Aldrich, Grundfest, and Laughlin (2017) find that instability of the market data  infrastructure also contributed to the May 2010 Flash Crash. A lag in the data feed caused  stale prices for the SPY ETF to be disseminated to the market. The authors argue this  caused uncertainty among algorithmic traders, and that uncertainty rationally caused them  to withdraw liquidity, which contributed to the price collapses.
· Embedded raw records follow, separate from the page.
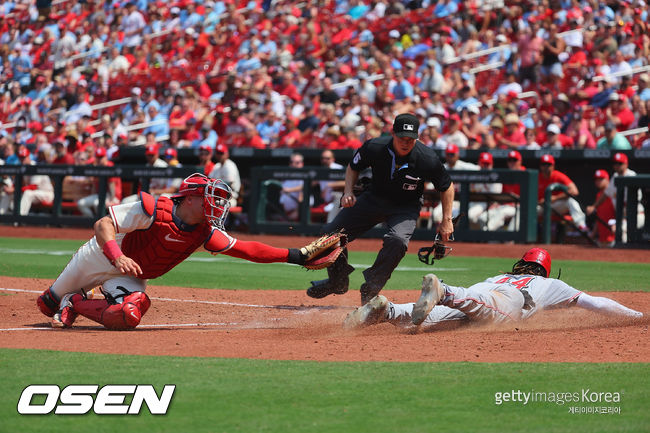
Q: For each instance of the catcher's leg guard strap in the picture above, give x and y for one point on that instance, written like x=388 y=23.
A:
x=125 y=315
x=48 y=303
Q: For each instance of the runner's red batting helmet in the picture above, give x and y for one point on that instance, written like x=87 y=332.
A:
x=539 y=256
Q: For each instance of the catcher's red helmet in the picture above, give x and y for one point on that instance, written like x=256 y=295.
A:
x=216 y=195
x=193 y=184
x=539 y=256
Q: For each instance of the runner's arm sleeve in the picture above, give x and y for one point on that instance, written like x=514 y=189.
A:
x=606 y=306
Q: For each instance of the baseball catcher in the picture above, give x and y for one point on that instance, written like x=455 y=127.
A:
x=146 y=239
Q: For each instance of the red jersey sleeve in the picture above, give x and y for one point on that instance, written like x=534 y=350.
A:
x=221 y=242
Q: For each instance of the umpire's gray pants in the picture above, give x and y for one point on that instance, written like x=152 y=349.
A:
x=369 y=211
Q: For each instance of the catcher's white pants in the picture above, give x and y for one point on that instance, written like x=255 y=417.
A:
x=34 y=196
x=89 y=268
x=87 y=205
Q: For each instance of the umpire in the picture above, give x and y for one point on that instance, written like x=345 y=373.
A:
x=401 y=165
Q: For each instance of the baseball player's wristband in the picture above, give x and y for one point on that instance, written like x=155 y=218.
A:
x=295 y=257
x=112 y=250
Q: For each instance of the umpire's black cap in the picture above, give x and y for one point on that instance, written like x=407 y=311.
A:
x=406 y=125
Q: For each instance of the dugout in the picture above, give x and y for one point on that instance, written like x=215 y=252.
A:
x=267 y=216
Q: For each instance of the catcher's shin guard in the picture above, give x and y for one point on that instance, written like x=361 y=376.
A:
x=125 y=315
x=338 y=281
x=47 y=303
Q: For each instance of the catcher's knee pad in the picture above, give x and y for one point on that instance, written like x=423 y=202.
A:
x=47 y=303
x=125 y=315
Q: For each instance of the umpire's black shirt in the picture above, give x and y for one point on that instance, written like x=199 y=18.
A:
x=400 y=179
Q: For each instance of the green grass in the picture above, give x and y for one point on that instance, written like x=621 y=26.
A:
x=42 y=258
x=235 y=395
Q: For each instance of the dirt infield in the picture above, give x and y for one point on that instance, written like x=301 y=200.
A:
x=289 y=325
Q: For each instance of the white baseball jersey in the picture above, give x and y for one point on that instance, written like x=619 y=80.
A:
x=545 y=292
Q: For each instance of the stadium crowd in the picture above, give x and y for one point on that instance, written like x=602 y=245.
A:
x=330 y=74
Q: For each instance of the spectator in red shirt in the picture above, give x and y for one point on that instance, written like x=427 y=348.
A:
x=205 y=159
x=555 y=139
x=618 y=113
x=561 y=203
x=62 y=156
x=604 y=211
x=253 y=139
x=513 y=137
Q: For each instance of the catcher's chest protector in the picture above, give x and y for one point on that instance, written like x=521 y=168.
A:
x=163 y=245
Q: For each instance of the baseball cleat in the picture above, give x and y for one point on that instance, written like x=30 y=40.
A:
x=432 y=293
x=65 y=317
x=322 y=288
x=371 y=313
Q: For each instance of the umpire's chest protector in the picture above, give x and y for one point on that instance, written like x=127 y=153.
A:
x=163 y=245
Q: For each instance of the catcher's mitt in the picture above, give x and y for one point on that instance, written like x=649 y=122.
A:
x=323 y=251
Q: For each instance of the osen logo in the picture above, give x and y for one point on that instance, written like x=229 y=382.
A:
x=80 y=399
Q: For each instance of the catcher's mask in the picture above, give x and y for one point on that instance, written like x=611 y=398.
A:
x=216 y=197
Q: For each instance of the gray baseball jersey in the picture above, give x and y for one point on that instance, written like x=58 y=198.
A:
x=545 y=292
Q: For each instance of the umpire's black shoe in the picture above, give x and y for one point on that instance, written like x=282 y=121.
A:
x=321 y=288
x=368 y=292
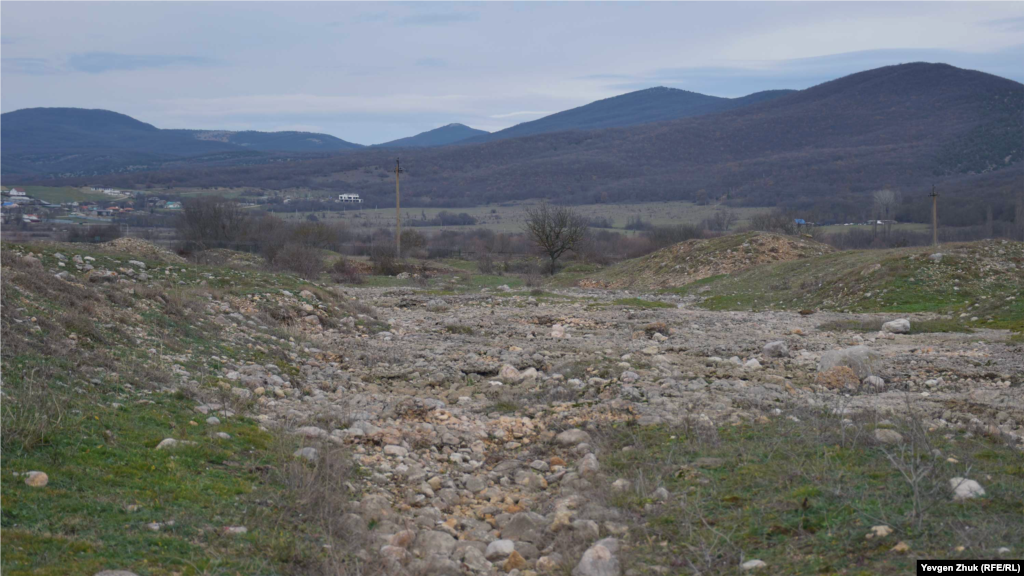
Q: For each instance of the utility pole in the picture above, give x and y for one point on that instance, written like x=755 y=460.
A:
x=397 y=210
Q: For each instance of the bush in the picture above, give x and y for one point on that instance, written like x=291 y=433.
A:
x=303 y=260
x=343 y=272
x=384 y=259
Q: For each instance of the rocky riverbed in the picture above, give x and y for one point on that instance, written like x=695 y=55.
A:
x=474 y=415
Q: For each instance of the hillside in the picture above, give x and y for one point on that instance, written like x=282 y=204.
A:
x=977 y=284
x=643 y=107
x=904 y=126
x=67 y=139
x=696 y=259
x=450 y=133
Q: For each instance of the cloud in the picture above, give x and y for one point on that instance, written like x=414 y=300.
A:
x=740 y=78
x=431 y=63
x=98 y=63
x=32 y=67
x=438 y=18
x=1008 y=25
x=520 y=113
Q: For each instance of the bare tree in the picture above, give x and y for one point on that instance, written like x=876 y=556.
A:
x=555 y=230
x=886 y=202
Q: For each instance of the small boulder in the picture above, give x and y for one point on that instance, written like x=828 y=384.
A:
x=778 y=348
x=965 y=489
x=862 y=360
x=900 y=326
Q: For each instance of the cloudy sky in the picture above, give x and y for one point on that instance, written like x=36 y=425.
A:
x=371 y=72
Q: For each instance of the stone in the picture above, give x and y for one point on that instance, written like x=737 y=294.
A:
x=880 y=531
x=599 y=560
x=168 y=443
x=528 y=527
x=395 y=450
x=499 y=549
x=589 y=465
x=753 y=565
x=571 y=437
x=886 y=436
x=777 y=348
x=514 y=562
x=900 y=326
x=36 y=479
x=433 y=542
x=863 y=361
x=965 y=489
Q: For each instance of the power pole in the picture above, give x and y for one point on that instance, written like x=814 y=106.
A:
x=397 y=210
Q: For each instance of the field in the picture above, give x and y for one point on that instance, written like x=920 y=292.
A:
x=510 y=217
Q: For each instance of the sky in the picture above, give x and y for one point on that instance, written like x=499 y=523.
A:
x=372 y=72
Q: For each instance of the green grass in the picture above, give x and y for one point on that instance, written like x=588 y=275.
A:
x=91 y=413
x=971 y=279
x=802 y=497
x=641 y=303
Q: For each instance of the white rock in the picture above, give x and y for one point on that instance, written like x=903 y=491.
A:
x=900 y=326
x=753 y=565
x=965 y=489
x=499 y=549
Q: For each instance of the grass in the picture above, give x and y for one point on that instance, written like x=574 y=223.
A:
x=971 y=281
x=916 y=326
x=802 y=496
x=641 y=303
x=87 y=397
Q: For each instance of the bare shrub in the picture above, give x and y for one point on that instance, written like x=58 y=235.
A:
x=303 y=260
x=384 y=259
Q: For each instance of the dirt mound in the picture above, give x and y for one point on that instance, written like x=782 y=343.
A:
x=695 y=259
x=140 y=248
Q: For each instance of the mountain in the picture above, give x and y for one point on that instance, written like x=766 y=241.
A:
x=438 y=136
x=70 y=139
x=642 y=107
x=826 y=148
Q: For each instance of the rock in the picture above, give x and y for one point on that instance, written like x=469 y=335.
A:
x=168 y=443
x=589 y=465
x=880 y=531
x=753 y=565
x=433 y=542
x=862 y=360
x=36 y=479
x=900 y=326
x=875 y=382
x=965 y=489
x=777 y=348
x=886 y=436
x=499 y=549
x=599 y=560
x=622 y=485
x=395 y=450
x=838 y=378
x=528 y=527
x=571 y=437
x=514 y=562
x=509 y=373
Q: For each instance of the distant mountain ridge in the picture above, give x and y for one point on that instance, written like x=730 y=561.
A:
x=642 y=107
x=438 y=136
x=906 y=126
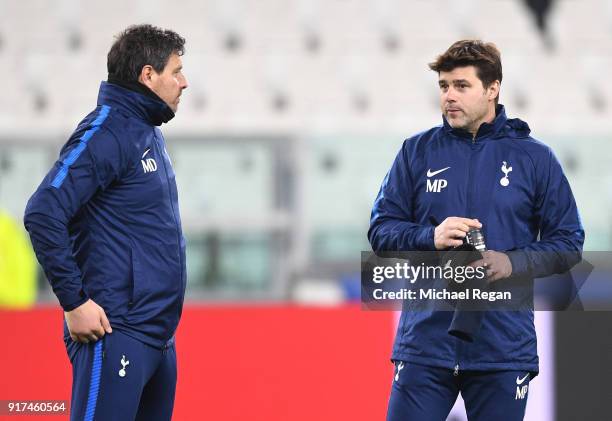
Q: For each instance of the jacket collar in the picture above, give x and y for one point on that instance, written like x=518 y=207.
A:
x=486 y=130
x=145 y=107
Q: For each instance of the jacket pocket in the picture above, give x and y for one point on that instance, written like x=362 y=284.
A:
x=136 y=292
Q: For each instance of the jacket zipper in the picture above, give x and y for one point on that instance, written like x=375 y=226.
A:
x=178 y=234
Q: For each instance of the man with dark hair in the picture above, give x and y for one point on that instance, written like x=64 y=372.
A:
x=106 y=229
x=478 y=170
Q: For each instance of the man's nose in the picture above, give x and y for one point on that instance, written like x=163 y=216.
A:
x=450 y=95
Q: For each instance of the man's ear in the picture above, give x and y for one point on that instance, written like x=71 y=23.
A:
x=493 y=90
x=147 y=76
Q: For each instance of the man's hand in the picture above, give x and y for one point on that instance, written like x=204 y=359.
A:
x=452 y=231
x=87 y=323
x=498 y=265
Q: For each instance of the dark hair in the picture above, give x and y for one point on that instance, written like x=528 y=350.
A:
x=141 y=45
x=484 y=56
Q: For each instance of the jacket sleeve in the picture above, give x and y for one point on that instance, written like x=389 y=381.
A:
x=391 y=223
x=86 y=166
x=561 y=237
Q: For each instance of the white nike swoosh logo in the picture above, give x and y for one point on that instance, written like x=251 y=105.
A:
x=520 y=381
x=431 y=173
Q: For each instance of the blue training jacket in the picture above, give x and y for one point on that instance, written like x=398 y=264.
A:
x=466 y=180
x=105 y=221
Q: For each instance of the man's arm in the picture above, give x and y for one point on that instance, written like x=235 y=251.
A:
x=561 y=234
x=86 y=165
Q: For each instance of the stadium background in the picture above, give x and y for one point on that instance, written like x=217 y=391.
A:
x=294 y=113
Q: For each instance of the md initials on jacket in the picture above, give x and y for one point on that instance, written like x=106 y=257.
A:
x=149 y=165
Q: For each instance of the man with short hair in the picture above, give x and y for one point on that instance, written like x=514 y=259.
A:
x=478 y=170
x=106 y=229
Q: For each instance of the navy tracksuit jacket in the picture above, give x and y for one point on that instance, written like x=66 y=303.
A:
x=105 y=225
x=105 y=221
x=515 y=187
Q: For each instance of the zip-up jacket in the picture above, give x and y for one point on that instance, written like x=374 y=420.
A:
x=105 y=222
x=515 y=187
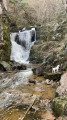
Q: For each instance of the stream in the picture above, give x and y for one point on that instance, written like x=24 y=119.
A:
x=19 y=88
x=17 y=93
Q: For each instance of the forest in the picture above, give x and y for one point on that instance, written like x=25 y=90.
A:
x=33 y=59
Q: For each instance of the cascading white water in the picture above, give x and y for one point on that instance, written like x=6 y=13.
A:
x=21 y=43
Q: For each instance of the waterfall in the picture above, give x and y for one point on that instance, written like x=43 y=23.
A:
x=21 y=43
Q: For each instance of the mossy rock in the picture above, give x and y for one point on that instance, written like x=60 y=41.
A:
x=59 y=106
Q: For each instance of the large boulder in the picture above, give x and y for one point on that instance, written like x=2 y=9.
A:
x=53 y=76
x=4 y=66
x=59 y=106
x=18 y=66
x=62 y=89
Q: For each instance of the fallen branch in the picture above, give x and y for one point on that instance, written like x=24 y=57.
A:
x=22 y=117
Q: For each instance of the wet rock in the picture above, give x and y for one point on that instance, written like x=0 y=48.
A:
x=48 y=116
x=4 y=66
x=59 y=106
x=49 y=82
x=52 y=76
x=62 y=118
x=62 y=89
x=32 y=81
x=41 y=69
x=18 y=66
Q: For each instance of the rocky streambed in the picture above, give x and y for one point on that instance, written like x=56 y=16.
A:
x=18 y=89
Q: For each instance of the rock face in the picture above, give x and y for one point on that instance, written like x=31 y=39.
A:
x=59 y=106
x=4 y=66
x=18 y=66
x=52 y=76
x=62 y=89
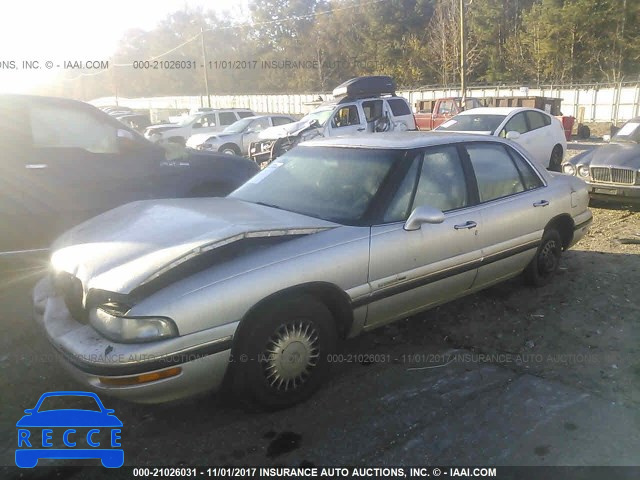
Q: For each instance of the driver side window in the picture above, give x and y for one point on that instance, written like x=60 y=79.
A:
x=441 y=184
x=65 y=127
x=208 y=120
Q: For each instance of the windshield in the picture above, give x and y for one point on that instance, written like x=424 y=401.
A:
x=187 y=120
x=472 y=123
x=239 y=126
x=336 y=184
x=629 y=132
x=321 y=114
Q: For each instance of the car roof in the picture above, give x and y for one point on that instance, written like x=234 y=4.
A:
x=498 y=110
x=401 y=140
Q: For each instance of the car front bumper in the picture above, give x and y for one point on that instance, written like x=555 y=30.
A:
x=614 y=192
x=109 y=367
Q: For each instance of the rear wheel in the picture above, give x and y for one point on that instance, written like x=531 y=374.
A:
x=556 y=159
x=281 y=356
x=545 y=264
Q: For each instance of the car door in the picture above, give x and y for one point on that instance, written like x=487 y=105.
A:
x=348 y=119
x=79 y=164
x=410 y=270
x=514 y=209
x=528 y=138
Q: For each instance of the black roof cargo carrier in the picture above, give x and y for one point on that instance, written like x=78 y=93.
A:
x=365 y=87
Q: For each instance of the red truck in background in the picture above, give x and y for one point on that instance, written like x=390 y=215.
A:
x=431 y=113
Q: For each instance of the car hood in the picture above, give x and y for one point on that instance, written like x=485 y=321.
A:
x=281 y=131
x=69 y=418
x=625 y=155
x=137 y=242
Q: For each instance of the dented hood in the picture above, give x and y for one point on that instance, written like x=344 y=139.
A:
x=130 y=245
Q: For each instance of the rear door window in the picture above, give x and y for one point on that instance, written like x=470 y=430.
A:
x=518 y=123
x=58 y=126
x=536 y=120
x=399 y=107
x=495 y=171
x=372 y=109
x=280 y=121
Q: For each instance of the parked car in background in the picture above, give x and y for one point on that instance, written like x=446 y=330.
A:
x=202 y=122
x=137 y=122
x=538 y=132
x=337 y=237
x=611 y=171
x=364 y=105
x=236 y=138
x=432 y=113
x=64 y=161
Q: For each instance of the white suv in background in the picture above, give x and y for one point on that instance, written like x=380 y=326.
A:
x=201 y=122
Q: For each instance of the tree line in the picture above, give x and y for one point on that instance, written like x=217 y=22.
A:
x=298 y=46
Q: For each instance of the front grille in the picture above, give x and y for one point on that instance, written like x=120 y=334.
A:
x=70 y=288
x=622 y=176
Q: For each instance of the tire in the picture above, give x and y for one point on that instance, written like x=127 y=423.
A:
x=229 y=149
x=544 y=265
x=300 y=332
x=556 y=159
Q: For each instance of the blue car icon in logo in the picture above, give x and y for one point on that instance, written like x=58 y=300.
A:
x=81 y=433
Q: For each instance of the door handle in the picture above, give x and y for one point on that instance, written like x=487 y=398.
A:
x=469 y=224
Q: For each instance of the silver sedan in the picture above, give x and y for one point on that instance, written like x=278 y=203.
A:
x=158 y=300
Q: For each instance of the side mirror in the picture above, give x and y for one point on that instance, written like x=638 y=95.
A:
x=423 y=214
x=513 y=135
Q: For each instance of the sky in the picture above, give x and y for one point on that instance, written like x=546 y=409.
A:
x=71 y=30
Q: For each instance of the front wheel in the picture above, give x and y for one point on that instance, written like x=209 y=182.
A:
x=282 y=356
x=545 y=264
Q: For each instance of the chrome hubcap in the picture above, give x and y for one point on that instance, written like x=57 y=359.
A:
x=291 y=354
x=548 y=259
4. Regulatory Studies and Speed Bumps

a. Single-Stock Circuit Breaker Pilot and Limit-Up Limit-Down Plan

A number of studies look at the effects of the single-stock circuit breaker pilot and “limit up, limit-down” plan.305 Brogaard and Roshak (2016) find that the introduction of single stock circuit breakers enhances market stability by reducing extreme events; however, this  comes at the cost of reduced price efficiency in the market. Hautsch and Horvath (2019)  examine trading pauses during the single-stock circuit breaker pilot and “limit-up, limit down” plan and find that, on average, trading pauses enhance price discovery during the  break but increase volatility and widen bid-ask spreads after the break. They argue there is  a trade-off between the benefits of trading pauses in terms of their function as safeguards  and protectors from extreme price movements and their adverse effects on volatility, price  stability, and transaction costs.

304 See also Kirilenko, Kyle, Samadi, and Tuzun (2017), McInish, Upson and Wood (2014),  and Menkveld and Yueshen (2018).

305 See supra Section VI.B.2 and Section VI.B.3 for discussions of the single-stock circuit  breaker pilot and “limit-up, limit-down” plan.